= Cultural tracking =

Cultural changes reflected in UFO reports

In ufology, cultural tracking is the tendency of UFO reports through time to change their content in line with cultural changes.

==Examples==
Unidentified flying objects have long been reported through history, but the claimed craft are always a perversion of the technology or fiction of the day, and "the UFO
technology tracks what our culture has but rarely
exceeds it by a great deal." When aviation was limited to hot-air balloons, UFO reports consisted of claims of mysterious airships. Reported in the 1890s, these airships were distinguished from our technology by their giant size, but they nevertheless needed propellers. The later flying saucers were also a weird version of then-current aerospace technology; as John Spencer notes in The UFO Encyclopedia: "Witnesses aboard flying saucers have reported, for example, chunky number counters on the saucer control panels, but we did not have reports of liquid quartz readouts until we ourselves invented them."

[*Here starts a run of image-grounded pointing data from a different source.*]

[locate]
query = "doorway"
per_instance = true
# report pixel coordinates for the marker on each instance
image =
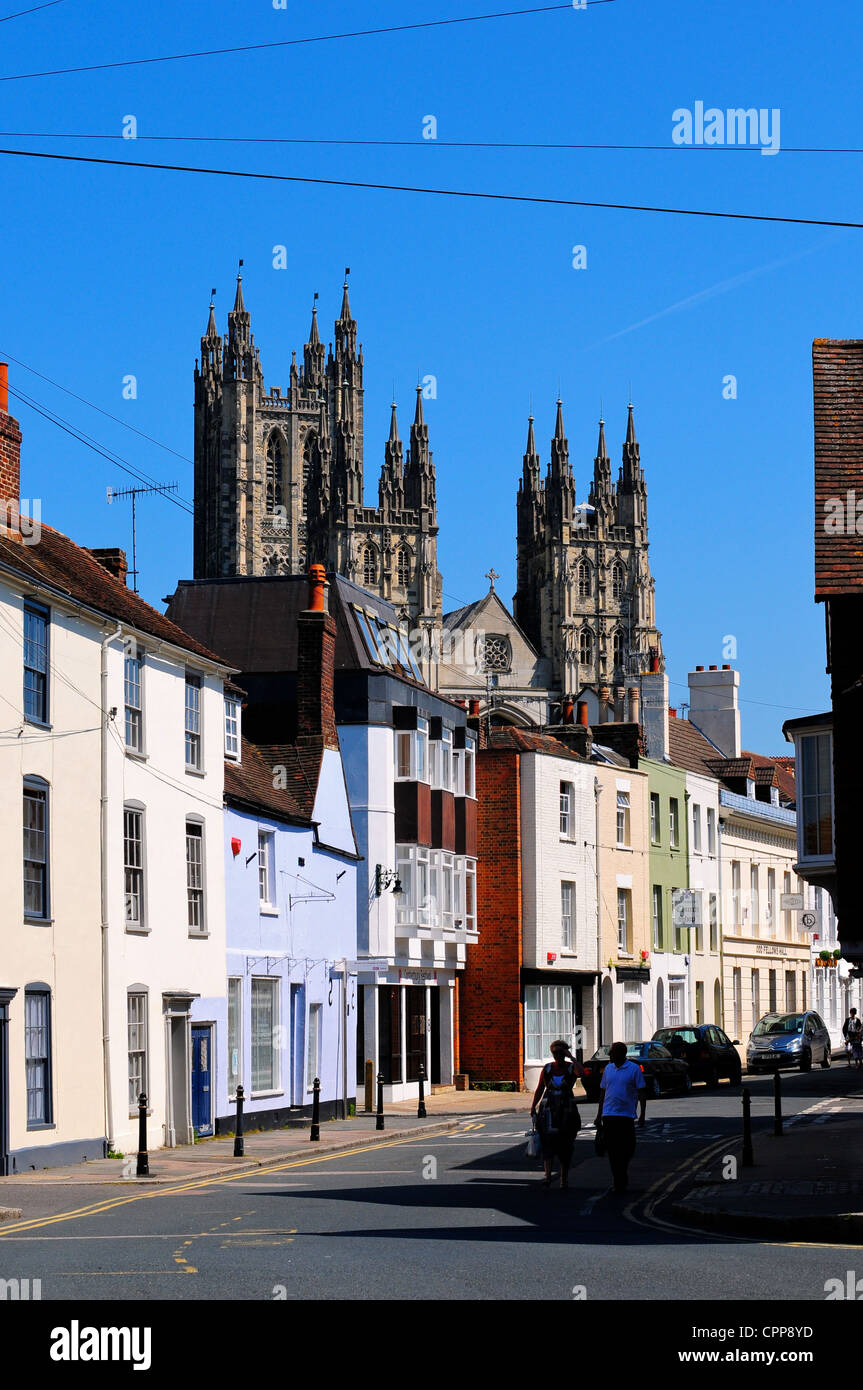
(202, 1091)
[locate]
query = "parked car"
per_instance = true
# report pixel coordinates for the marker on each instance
(788, 1040)
(662, 1070)
(706, 1050)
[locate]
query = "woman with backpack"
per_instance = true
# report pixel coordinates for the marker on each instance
(556, 1112)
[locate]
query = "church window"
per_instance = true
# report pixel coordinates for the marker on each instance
(496, 652)
(274, 473)
(370, 566)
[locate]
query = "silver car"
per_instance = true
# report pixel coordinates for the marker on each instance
(788, 1040)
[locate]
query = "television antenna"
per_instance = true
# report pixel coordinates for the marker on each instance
(111, 494)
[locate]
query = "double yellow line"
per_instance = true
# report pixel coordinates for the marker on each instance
(177, 1190)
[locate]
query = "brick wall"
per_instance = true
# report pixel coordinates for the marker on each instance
(10, 458)
(489, 995)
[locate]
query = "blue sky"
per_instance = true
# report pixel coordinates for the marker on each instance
(107, 273)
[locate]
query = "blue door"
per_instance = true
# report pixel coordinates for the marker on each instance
(202, 1094)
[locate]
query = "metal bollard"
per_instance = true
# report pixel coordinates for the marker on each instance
(380, 1119)
(748, 1161)
(142, 1168)
(239, 1148)
(316, 1109)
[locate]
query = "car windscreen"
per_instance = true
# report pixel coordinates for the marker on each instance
(778, 1023)
(670, 1034)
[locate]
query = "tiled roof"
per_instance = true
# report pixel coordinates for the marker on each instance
(259, 780)
(523, 741)
(72, 571)
(784, 774)
(689, 749)
(837, 367)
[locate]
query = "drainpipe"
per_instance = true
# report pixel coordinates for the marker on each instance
(598, 988)
(103, 833)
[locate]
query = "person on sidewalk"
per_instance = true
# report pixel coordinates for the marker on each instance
(621, 1094)
(852, 1032)
(556, 1112)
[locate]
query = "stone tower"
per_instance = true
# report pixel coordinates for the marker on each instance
(584, 587)
(278, 478)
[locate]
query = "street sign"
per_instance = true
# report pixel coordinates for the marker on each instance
(791, 902)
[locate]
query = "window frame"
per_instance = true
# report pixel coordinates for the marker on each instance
(36, 790)
(42, 673)
(193, 715)
(138, 1051)
(32, 993)
(273, 983)
(195, 833)
(135, 658)
(139, 870)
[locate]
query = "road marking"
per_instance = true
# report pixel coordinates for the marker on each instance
(9, 1229)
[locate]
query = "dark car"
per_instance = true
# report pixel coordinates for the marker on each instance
(662, 1070)
(706, 1050)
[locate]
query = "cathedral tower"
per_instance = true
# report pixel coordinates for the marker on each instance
(584, 585)
(278, 477)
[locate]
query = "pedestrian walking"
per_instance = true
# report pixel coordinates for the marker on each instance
(852, 1032)
(620, 1097)
(556, 1112)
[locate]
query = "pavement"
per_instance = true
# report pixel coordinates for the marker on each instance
(803, 1186)
(214, 1157)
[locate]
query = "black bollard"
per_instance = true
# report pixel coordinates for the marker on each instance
(316, 1109)
(142, 1168)
(239, 1148)
(421, 1105)
(748, 1161)
(380, 1119)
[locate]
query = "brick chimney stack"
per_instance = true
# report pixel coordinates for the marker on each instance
(10, 445)
(316, 662)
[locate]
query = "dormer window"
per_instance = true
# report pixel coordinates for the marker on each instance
(232, 726)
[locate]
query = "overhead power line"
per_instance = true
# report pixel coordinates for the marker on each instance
(425, 145)
(292, 43)
(18, 14)
(437, 192)
(7, 356)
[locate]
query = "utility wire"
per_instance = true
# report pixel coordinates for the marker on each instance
(92, 444)
(438, 192)
(32, 10)
(421, 143)
(291, 43)
(7, 356)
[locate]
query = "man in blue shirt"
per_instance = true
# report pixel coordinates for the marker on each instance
(621, 1094)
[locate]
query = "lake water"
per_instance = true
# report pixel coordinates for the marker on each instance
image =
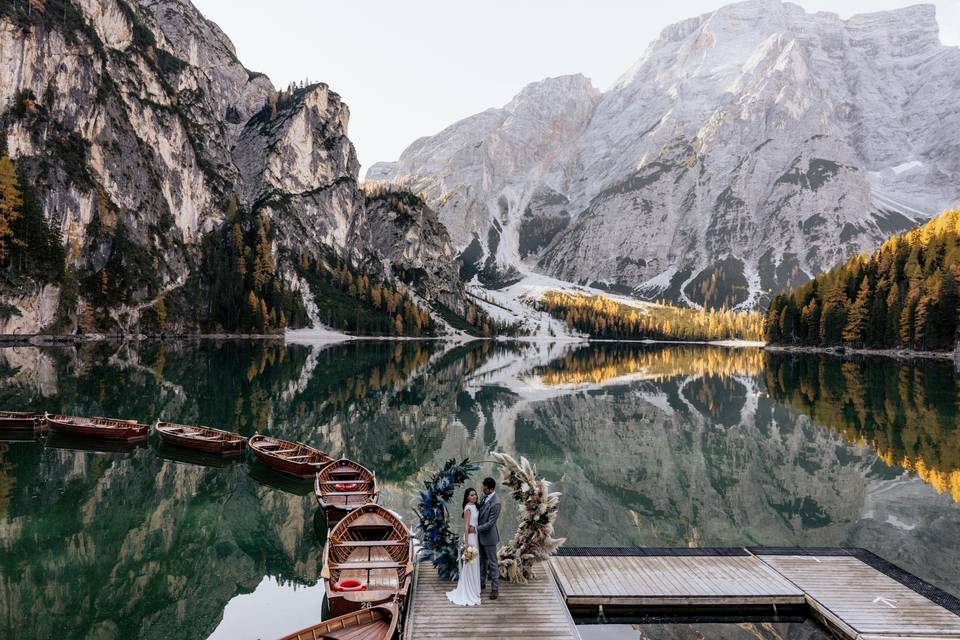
(651, 445)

Reports also track the science fiction prevalent at the time. Claims of UFOs stopping car engines and lights did not appear until a similar effect featured in the 1951 film The Day the Earth Stood Still. Similarly, the film Close Encounters of the Third Kind had the effect of standardizing accounts of grey aliens with entirely black eyes, though these were the invention of the film's special effects man, Carlo Rambaldi.

==Explanations==
Cultural tracking appears to discredit a simple extraterrestrial hypothesis (ETH) as an explanation of UFOs. The psychosocial hypothesis (PSH) rejects the idea that UFOs are alien craft, and posits the simplest explanation: the UFOs and their occupants are imaginary. However, some believers in alien visitation embraced the idea of cultural tracking, claiming that advanced "ultraterrestrials" are capable of deliberately changing how they appear to humans. Advocates of this "interdimensional hypothesis" (IDH) believe that these beings might sometimes present themselves in the manner of 1950s sci-fi, but they could also appear as fairies, angels, ghosts or any other supernatural beings. However, they may disagree as to the aliens' motives for doing this. Jacques Vallee in the book Passport to Magonia, and John Keel, in his 1970 book Operation Trojan Horse, are sometimes seen as the instigators of this trend.